EconomicReview – Untuk memberikan layanan terbaik kepada masyarakat, BP Tapera terus mengembangkan dan menyiapkan berbagai pilihan dalam pembiayaan perumahan. Salah satunya adalah pembiayaan perumahan yang berbasis syariah.
Fasilitas tersebut tersedia pada dua program pembiayaan perumahan yang dikelola oleh BP Tapera, yaitu Fasilitas Likuiditas Pembiayaan Perumahan (FLPP) dan Pembiayaan Tapera. Masyarakat dapat memilih prinsip pembiayaannya baik syariah maupun konvensional.

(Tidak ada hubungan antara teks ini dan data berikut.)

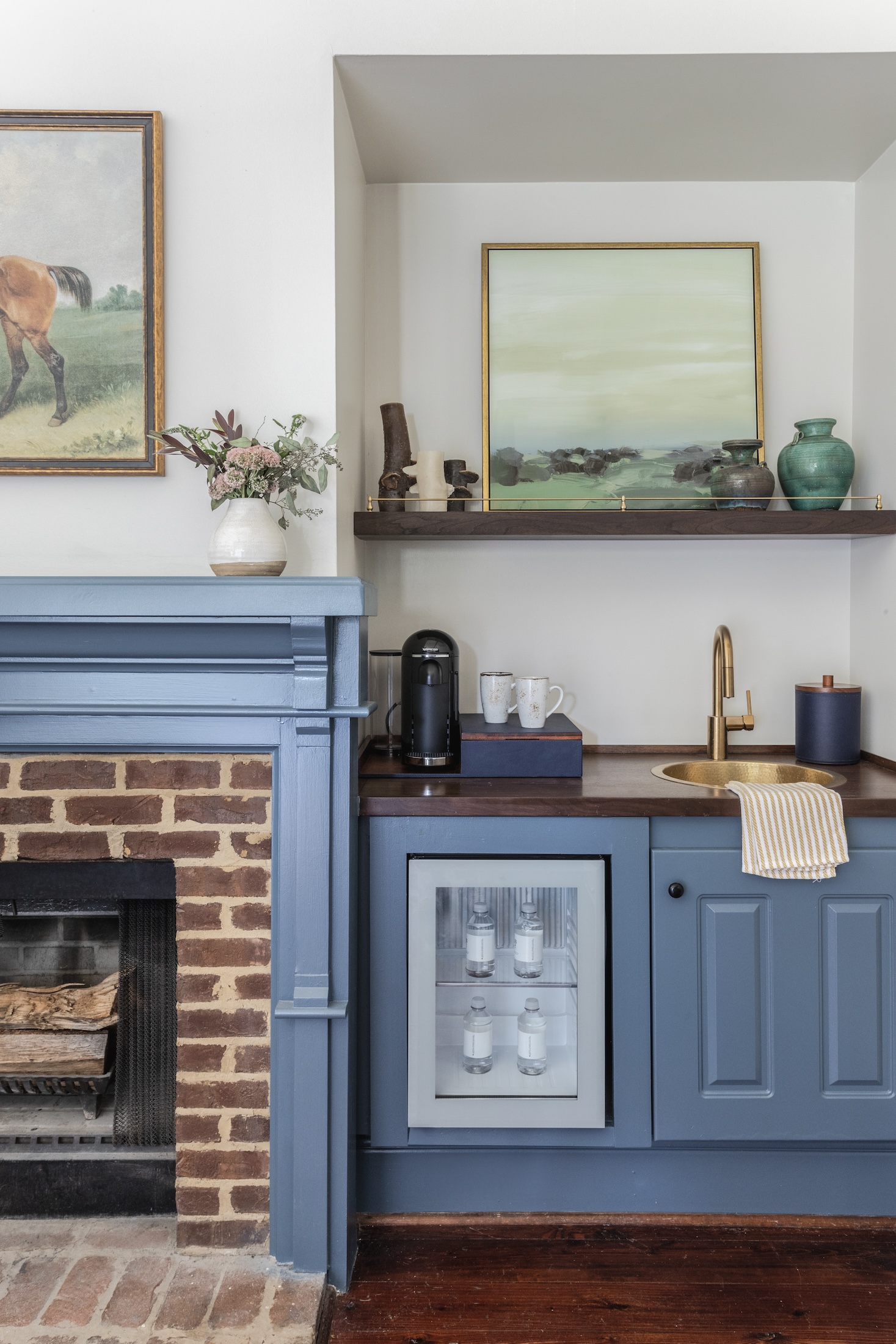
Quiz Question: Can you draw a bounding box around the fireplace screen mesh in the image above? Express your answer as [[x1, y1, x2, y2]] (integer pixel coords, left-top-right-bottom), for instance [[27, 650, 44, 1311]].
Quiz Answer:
[[114, 900, 177, 1148]]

Untuk penyaluran FLPP periode 2022 hingga 6 September 2024, jika dilihat dari database BP Tapera, yang berbasis syariah tercatat sebanyak 122.469 unit rumah dengan nilai mencapai Rp13,93 Triliun. Jika dibandingkan dengan total penyaluran FLPP baik konvensional maupun syariah dari tahun 2022 – 2024 sebanyak 570.807 unit rumah maka masyarakat yang memilih syariah hanya 21,45%.
Sedangkan dari penyaluran pembiayaan perumahan program Tapera yang berbasis syariah, tahun 2021 – 31 Agustus 2024 sebanyak 2.774 unit rumah senilai Rp424,14 Miliar. Komposisi syariah ini, hanya 16,16% dari total penyaluran pembiayaan perumahan program Tapera sebanyak 17.156 unit rumah senilai Rp2,67 Triliun.
Pembiayaan perumahan Tapera berbasis syariah ini disalurkan oleh BTN Syariah sebanyak 2.490 unit rumah, BSI sebanyak 181 unit rumah, Kalsel syariah sebanyak 70 unit rumah, NTB Syariah sebanyak 29 unit rumah dan Jambi Syariah sebanyak 4 unit rumah.
“Harus diakui bahwa pembiayaan perumahan berbasis syariah masih rendah penyerapannya jika dibandingkan dengan berbasis konvensional. Hal ini lebih banyak disebabkan masih kurangnya pemahaman masyarakat terhadap system syariah,” ujar Komisioner BP Tapera, Heru Pudyo Nugroho berdasarkan informasi yang diterima Senin (23/9).
Untuk meningkatkan pemahaman masyarakat terhadap pembiayaan perumahan yang dikelola berdasarkan prinsip syariah, BP Tapera melakukan sosialisasi dan peran serta aktif dalam mengembangkan dan meningkatkan pemahaman masyarakat terhadap syariah. Tahun 2023, BP Tapera telah meluncurkan Buku Fikih Perumahan dan Implementasinya dalam Pembiayaan Perumahan.
Pada Oktober mendatang, Komisioner BP Tapera akan hadir dalam Internastional Conference on Shariah Oriented Public Policy in Islamic. Komisioner Heru akan memaparkan konsep kebijakan publik berbasis syariah dari sisi pembiayaan perumahan di Banda Aceh.
Kemudian BP Tapera akan hadir di Indonesia Sharia Economic Festival yang merupakan acara tahunan ekonomi dan keuangan syariah terbesar di Indonesia. Forum ini merupakan wadah integrasi berbagai kegiatan di sektor ekonomi dan keuangan syariah (Eksyar).
Selain itu, BP Tapera juga akan mengunjungi Universtas Jember untuk melakukan sosialisasi system pembiayaan syariah di kampus tersebut. Komisioner Heru menjelaskan bahwa kolaborasi dengan kampus dan industri diharapkan akan meningkatkan financial literacy dan financial inclusion syariah. Hal ini merupakan salah satu strategi dalam meningkatkan minat PNS dan kalangan kampus untuk memilih prinsip syariah.
“Kami berharap ke depan masyarakat Indonesia lebih banyak memahami pembiayaan perumahan yang berbasis syariah, sehingga pertumbuhannya juga akan lebih baik di tahun-tahun yang akan datang,” pungkas Komisioner Heru.